Ken MacLeod dazzled us all with his original Fall Revolution series, and then delivered below expectations with his fairly boring Engines of Light trilogy. He seemed to be starting a comeback with Newton's Wake, but that appears to have been an anomalously decent book in an otherwise protracted series of boring, half-sketched novels.
In this, his most recent, novel, we alternate viewpoints between members of a sub-light-speed interstellar ship, and the aliens living on the destination planet. This approach is quite reminiscent of Vernor Vinge's _A Deepness in the Sky_. The scheming factions on the starship, and the back-channel communication between one faction and the aliens only further the comparison...which is all to MacLeod's disadvantage, as reminding us of an outstanding novel can only reveal more starkly just how far short his own novel falls.
The characterization is stunningly flat: only the aliens have much personality, and even then, not much: they seem like fictional versions of MacLeod and his pub-frequenting Scottish political chit-chat buddies (the same set that appear in every single novel MacLeod has ever written) - the only difference is these guys have wings, and don't actually live in Scotland, just a place that resembles it.
The plot is fairly uncomplicated, although a few bits that are relevant are presented hastily and then rushed from the stage. When the political denouement comes, how many factions are there on the starship? Two? Three? Four?? It's not quite clear, and the exact reasons that they've factionalized beyond the initial two groups are also only roughly sketched out....and, heck, for that matter, the decision to escalate a minor disagreement into full bore factionalization is also handled sloppily and confusingly.
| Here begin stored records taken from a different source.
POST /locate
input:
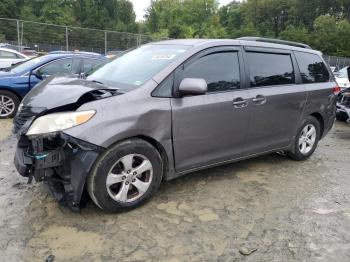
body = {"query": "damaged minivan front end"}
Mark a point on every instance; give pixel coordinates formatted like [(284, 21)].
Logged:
[(47, 154)]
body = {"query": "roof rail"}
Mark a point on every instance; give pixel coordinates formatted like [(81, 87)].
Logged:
[(275, 41)]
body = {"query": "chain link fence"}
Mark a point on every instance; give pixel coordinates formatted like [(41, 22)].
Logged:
[(44, 37)]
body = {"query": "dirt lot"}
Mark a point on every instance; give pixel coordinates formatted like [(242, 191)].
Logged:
[(280, 209)]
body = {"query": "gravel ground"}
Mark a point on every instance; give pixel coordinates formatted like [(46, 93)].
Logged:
[(265, 209)]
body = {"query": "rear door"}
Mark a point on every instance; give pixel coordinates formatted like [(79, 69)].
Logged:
[(277, 101), (211, 128)]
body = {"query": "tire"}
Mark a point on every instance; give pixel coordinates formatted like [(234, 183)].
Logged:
[(300, 151), (341, 117), (112, 168), (9, 103)]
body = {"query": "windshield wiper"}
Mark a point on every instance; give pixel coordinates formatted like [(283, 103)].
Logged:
[(98, 82)]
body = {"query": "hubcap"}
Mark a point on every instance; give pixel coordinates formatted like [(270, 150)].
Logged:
[(7, 105), (307, 139), (129, 178)]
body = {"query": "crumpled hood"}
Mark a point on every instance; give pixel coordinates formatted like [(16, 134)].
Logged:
[(60, 91)]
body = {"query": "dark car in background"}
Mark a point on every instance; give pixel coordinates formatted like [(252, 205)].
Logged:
[(170, 108), (17, 81)]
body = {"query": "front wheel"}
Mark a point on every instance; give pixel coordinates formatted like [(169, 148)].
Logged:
[(125, 176), (306, 139)]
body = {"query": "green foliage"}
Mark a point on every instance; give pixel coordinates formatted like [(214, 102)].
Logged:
[(323, 24)]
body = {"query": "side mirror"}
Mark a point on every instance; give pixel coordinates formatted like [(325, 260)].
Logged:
[(193, 86)]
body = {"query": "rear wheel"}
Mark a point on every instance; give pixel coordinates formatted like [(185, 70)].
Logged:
[(9, 103), (125, 176), (306, 139)]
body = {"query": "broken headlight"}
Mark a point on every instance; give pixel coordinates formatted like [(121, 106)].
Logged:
[(59, 121)]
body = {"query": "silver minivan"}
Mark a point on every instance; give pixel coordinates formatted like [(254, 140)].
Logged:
[(170, 108)]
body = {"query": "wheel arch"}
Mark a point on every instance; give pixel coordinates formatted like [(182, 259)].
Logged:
[(320, 119), (11, 91), (156, 144)]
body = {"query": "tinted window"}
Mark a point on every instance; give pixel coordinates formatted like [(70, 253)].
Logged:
[(90, 64), (270, 69), (312, 68), (9, 55), (219, 70), (62, 66)]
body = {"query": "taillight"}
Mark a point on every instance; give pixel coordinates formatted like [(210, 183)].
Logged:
[(336, 90)]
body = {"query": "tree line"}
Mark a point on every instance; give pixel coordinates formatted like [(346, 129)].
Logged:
[(323, 24)]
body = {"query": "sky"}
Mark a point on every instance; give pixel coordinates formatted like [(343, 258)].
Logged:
[(141, 5)]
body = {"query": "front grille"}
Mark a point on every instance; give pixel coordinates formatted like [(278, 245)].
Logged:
[(26, 114)]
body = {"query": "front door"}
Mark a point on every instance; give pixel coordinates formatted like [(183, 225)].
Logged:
[(211, 128), (276, 100)]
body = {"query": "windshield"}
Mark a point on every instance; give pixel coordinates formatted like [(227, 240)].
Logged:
[(28, 65), (136, 67)]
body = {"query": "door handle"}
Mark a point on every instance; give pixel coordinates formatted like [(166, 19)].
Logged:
[(240, 103), (259, 100)]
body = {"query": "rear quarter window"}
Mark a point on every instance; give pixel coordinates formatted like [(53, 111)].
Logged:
[(312, 68)]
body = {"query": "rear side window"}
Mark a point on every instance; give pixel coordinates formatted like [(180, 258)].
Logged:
[(312, 68), (219, 70), (267, 69)]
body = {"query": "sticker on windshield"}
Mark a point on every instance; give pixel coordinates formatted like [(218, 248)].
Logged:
[(163, 57)]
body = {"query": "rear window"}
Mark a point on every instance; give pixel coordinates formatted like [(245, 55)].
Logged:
[(267, 69), (312, 68)]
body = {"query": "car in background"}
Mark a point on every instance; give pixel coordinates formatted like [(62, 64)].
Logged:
[(30, 52), (18, 80), (9, 57), (342, 78)]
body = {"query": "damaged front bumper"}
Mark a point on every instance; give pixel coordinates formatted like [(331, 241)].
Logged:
[(60, 161)]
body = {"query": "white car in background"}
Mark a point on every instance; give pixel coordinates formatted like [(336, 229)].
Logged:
[(9, 57), (342, 78)]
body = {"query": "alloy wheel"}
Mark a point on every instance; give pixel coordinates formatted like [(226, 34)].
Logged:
[(7, 106), (129, 178), (307, 139)]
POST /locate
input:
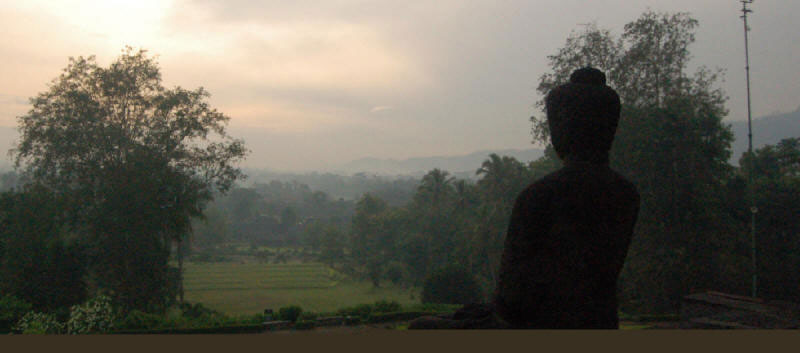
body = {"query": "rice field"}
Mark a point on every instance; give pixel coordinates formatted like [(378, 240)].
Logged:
[(249, 288)]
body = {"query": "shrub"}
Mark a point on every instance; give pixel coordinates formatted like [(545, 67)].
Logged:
[(361, 311), (138, 320), (290, 313), (94, 316), (383, 306), (451, 285), (305, 325), (11, 310), (395, 272), (307, 316), (39, 323)]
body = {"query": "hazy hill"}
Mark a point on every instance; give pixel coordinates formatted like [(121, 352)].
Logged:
[(456, 165), (767, 130)]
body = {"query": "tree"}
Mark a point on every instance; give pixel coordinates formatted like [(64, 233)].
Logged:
[(776, 187), (135, 162), (502, 179), (451, 285), (40, 260), (670, 142)]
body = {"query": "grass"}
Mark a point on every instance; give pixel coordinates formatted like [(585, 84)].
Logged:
[(249, 288)]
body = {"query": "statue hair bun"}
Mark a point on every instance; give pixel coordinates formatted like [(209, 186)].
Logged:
[(588, 76)]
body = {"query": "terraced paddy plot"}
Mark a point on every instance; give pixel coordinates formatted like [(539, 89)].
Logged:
[(249, 288)]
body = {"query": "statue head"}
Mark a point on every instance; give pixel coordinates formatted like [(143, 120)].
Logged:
[(583, 116)]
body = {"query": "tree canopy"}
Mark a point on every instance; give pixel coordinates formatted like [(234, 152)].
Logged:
[(134, 162)]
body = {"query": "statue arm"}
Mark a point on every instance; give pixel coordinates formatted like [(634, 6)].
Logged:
[(525, 267)]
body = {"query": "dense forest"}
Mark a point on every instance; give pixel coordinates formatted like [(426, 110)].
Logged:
[(119, 181)]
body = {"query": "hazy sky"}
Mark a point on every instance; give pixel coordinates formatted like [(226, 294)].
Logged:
[(314, 82)]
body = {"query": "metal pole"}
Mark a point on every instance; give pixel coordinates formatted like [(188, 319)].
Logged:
[(753, 208)]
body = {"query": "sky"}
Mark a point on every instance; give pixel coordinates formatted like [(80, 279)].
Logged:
[(310, 84)]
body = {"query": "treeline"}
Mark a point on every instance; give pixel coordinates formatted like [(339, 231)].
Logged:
[(693, 232), (112, 169), (277, 213)]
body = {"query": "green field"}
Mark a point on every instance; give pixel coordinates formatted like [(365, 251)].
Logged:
[(249, 288)]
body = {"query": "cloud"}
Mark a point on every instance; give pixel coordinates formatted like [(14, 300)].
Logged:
[(381, 108)]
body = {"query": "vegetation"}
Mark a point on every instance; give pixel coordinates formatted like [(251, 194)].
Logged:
[(121, 179), (451, 285)]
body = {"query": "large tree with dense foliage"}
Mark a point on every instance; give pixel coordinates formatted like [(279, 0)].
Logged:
[(134, 161)]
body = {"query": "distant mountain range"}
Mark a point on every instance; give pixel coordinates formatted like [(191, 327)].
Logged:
[(456, 165), (768, 130)]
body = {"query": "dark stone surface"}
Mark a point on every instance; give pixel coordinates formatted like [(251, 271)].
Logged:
[(570, 231)]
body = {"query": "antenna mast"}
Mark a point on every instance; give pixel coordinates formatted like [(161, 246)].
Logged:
[(753, 208)]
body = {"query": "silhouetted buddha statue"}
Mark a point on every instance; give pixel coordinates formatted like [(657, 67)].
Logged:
[(570, 231)]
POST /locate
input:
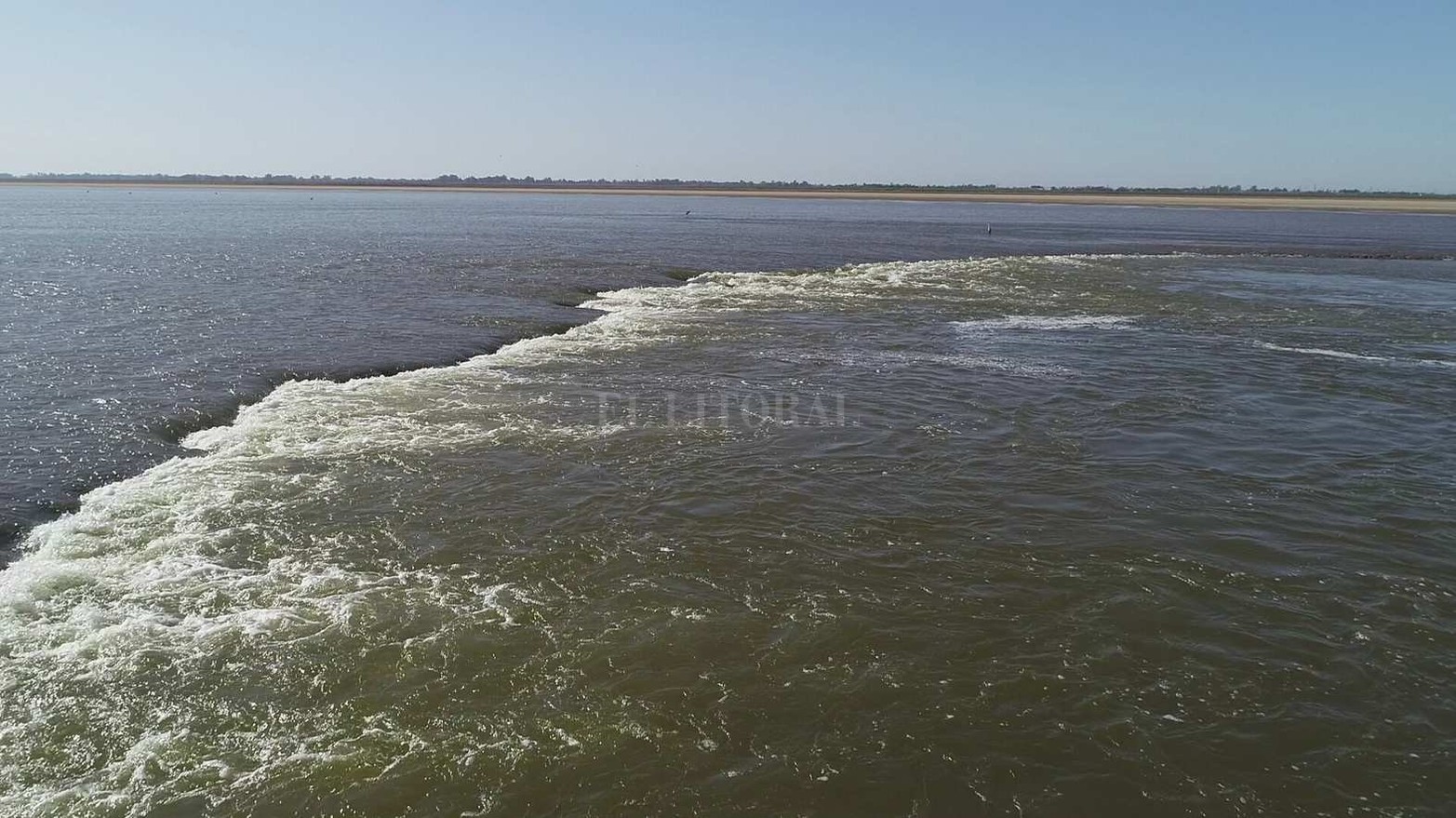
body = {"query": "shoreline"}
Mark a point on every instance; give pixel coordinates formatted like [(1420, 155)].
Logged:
[(1331, 204)]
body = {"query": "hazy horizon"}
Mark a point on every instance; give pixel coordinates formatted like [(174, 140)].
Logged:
[(1314, 97)]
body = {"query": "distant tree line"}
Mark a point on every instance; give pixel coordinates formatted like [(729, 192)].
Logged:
[(500, 181)]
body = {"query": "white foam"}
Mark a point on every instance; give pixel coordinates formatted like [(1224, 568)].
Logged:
[(1048, 324), (1353, 355)]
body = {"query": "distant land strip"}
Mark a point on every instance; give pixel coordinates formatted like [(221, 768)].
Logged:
[(1211, 196)]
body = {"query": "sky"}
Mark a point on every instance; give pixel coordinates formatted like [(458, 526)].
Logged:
[(1301, 93)]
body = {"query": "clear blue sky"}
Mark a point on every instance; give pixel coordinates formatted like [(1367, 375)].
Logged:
[(1315, 93)]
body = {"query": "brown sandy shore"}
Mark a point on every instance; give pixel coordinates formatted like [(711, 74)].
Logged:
[(1356, 204)]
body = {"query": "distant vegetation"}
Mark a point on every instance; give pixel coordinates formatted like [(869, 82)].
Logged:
[(485, 182)]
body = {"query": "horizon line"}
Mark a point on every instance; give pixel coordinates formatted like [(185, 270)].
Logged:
[(497, 181)]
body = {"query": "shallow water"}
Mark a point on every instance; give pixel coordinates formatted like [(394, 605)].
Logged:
[(1023, 533)]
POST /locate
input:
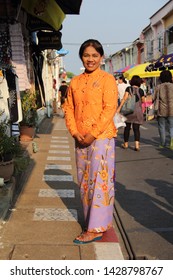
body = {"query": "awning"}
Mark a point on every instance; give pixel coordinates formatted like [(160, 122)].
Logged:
[(140, 70), (165, 61), (47, 11), (52, 12), (70, 7), (124, 69)]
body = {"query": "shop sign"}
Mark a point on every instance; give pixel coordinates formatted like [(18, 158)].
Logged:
[(49, 40)]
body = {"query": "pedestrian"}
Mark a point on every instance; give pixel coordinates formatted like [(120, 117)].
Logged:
[(63, 92), (122, 85), (135, 119), (144, 87), (89, 110), (164, 94)]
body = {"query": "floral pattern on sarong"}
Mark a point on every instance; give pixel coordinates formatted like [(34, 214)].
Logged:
[(96, 178)]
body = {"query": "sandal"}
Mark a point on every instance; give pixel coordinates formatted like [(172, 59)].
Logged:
[(123, 146), (87, 237)]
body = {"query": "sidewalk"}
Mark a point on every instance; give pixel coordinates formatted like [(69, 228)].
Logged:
[(47, 215)]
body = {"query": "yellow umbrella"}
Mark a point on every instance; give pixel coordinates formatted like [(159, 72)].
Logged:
[(140, 71)]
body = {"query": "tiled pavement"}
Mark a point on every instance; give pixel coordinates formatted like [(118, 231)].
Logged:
[(47, 215)]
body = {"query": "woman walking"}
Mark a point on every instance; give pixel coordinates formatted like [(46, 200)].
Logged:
[(164, 94), (89, 110), (136, 118)]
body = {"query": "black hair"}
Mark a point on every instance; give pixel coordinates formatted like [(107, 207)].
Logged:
[(166, 76), (135, 81), (91, 42)]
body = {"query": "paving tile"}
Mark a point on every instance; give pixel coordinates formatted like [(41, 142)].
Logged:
[(46, 252), (60, 146), (59, 158), (59, 137), (55, 214), (59, 141), (58, 166), (57, 178), (58, 152), (56, 193)]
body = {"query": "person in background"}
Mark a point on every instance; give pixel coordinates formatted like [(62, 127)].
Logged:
[(144, 87), (89, 110), (136, 118), (164, 92), (63, 92), (122, 85)]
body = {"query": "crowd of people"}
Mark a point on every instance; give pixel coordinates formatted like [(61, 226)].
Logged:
[(91, 102)]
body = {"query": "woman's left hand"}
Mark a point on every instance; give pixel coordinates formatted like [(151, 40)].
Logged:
[(88, 139)]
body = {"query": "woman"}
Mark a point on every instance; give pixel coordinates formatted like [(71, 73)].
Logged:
[(164, 93), (89, 110), (135, 119), (122, 85)]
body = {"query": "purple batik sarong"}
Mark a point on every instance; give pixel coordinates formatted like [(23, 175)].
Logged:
[(96, 178)]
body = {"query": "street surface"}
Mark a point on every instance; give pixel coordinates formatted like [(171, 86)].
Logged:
[(144, 197)]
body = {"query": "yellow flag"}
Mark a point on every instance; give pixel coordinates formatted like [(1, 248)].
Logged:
[(46, 10)]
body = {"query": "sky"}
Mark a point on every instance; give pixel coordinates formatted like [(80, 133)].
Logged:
[(116, 24)]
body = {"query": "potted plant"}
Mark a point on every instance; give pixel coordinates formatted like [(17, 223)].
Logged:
[(29, 111), (9, 147)]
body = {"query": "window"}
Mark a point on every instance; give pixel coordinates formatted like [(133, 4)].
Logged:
[(170, 35)]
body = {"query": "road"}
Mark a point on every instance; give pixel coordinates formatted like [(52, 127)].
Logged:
[(144, 197)]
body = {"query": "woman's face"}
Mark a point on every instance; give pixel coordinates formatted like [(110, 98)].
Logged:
[(91, 59)]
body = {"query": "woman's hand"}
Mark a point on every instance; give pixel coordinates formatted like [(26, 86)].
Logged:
[(88, 139), (79, 137)]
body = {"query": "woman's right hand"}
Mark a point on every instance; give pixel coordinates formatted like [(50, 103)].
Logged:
[(79, 137)]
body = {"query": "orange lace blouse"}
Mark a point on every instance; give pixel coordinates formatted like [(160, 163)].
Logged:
[(91, 104)]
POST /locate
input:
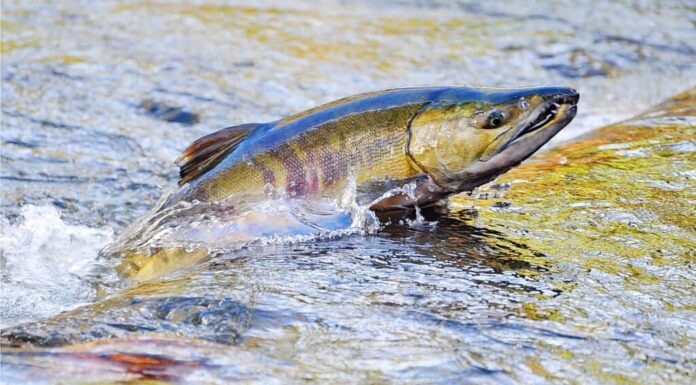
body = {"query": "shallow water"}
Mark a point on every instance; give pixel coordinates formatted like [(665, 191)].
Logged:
[(575, 268)]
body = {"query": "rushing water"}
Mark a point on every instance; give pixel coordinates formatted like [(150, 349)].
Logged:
[(578, 268)]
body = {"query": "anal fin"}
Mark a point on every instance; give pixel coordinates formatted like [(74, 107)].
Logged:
[(206, 152)]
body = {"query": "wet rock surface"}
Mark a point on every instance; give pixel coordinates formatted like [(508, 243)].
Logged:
[(577, 267), (573, 267)]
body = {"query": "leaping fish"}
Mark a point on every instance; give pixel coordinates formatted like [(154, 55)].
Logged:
[(444, 139)]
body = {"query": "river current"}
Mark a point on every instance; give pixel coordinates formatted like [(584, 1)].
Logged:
[(577, 268)]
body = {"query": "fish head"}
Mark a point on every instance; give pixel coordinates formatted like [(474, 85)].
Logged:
[(468, 136)]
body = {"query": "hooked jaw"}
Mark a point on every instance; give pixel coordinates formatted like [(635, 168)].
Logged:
[(541, 124)]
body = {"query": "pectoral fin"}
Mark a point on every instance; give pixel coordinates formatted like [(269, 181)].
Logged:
[(206, 152)]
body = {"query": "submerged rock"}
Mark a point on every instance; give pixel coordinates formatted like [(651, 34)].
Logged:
[(169, 113), (595, 239)]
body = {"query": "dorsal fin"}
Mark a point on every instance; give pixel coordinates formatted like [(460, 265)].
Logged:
[(206, 152)]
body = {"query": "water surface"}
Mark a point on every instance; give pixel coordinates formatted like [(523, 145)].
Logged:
[(575, 268)]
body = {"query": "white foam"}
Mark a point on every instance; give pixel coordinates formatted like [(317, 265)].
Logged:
[(47, 265)]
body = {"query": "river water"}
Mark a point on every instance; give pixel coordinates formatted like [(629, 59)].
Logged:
[(578, 268)]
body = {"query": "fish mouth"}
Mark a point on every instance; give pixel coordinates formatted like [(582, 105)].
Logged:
[(548, 114), (531, 134)]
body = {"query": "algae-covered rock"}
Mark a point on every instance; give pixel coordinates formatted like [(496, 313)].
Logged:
[(576, 267)]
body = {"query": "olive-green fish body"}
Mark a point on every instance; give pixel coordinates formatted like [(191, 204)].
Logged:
[(372, 139)]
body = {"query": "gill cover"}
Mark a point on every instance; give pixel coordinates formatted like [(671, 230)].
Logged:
[(456, 136)]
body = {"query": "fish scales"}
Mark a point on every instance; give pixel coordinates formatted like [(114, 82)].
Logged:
[(366, 146), (445, 139)]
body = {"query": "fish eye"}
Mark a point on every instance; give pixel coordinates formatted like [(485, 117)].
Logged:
[(495, 119)]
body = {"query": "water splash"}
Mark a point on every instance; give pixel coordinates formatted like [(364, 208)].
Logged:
[(47, 264)]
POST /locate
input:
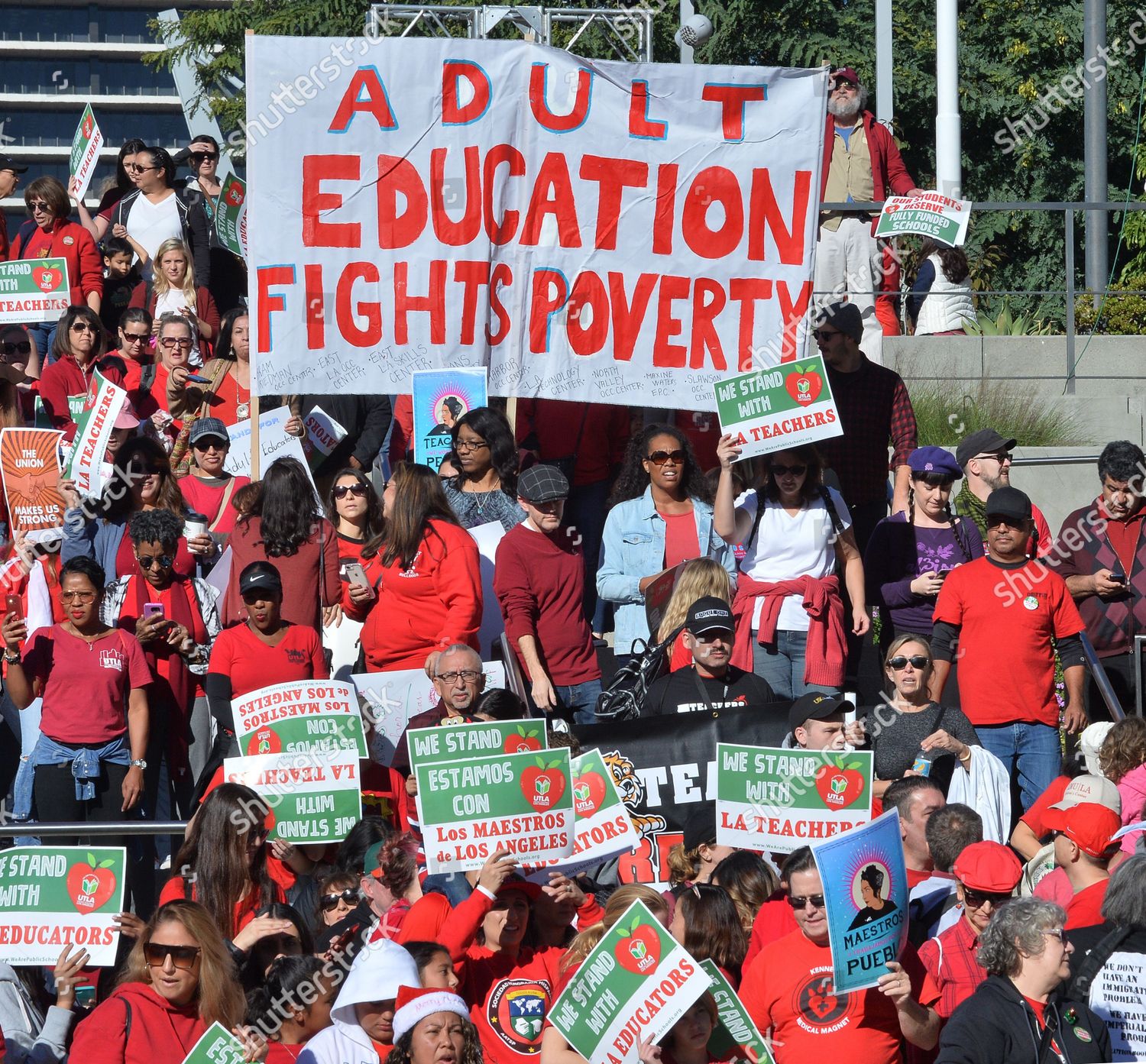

One ends up convinced that MacLeod pushed his characters into a political crisis not so much because the plot and the characters demanded it, but because that's the only way that MacLeod knows how to end a story: bad thing happens, then Our Heroic Pub Dwelling Street Politicos Race to the Barricades (tm), and using a combination of positive-sum-game thinking, samizdat distribution and organization, and a good close reading of a Manifesto and/or Constitution, defeat the shortsighted zero-sum-game folks.
The banality of this scene is topped only by the boring First Contact scene: door opens. Member of species one steps out, raises hand in gesture of peace, and says something like "hey there; we're not going to hurt you". This is Deeply Symbolic(tm), though (at least in MacLeod's mind) because it indicates that ...umm..."hey there; we're not going to hurt you".
If you're looking for a great novel about First Contact, scheming factions, weird aliens, peace, war, back-channel communications, and stark insights into how people think, you've set your sites high...but you can find something that delivers: _A Deepness in the Sky_. Skip this book, though. MacLeod is either past him prime, or just loafing, and he shouldn't be rewarded with your hard-earned dollars for this disappointment.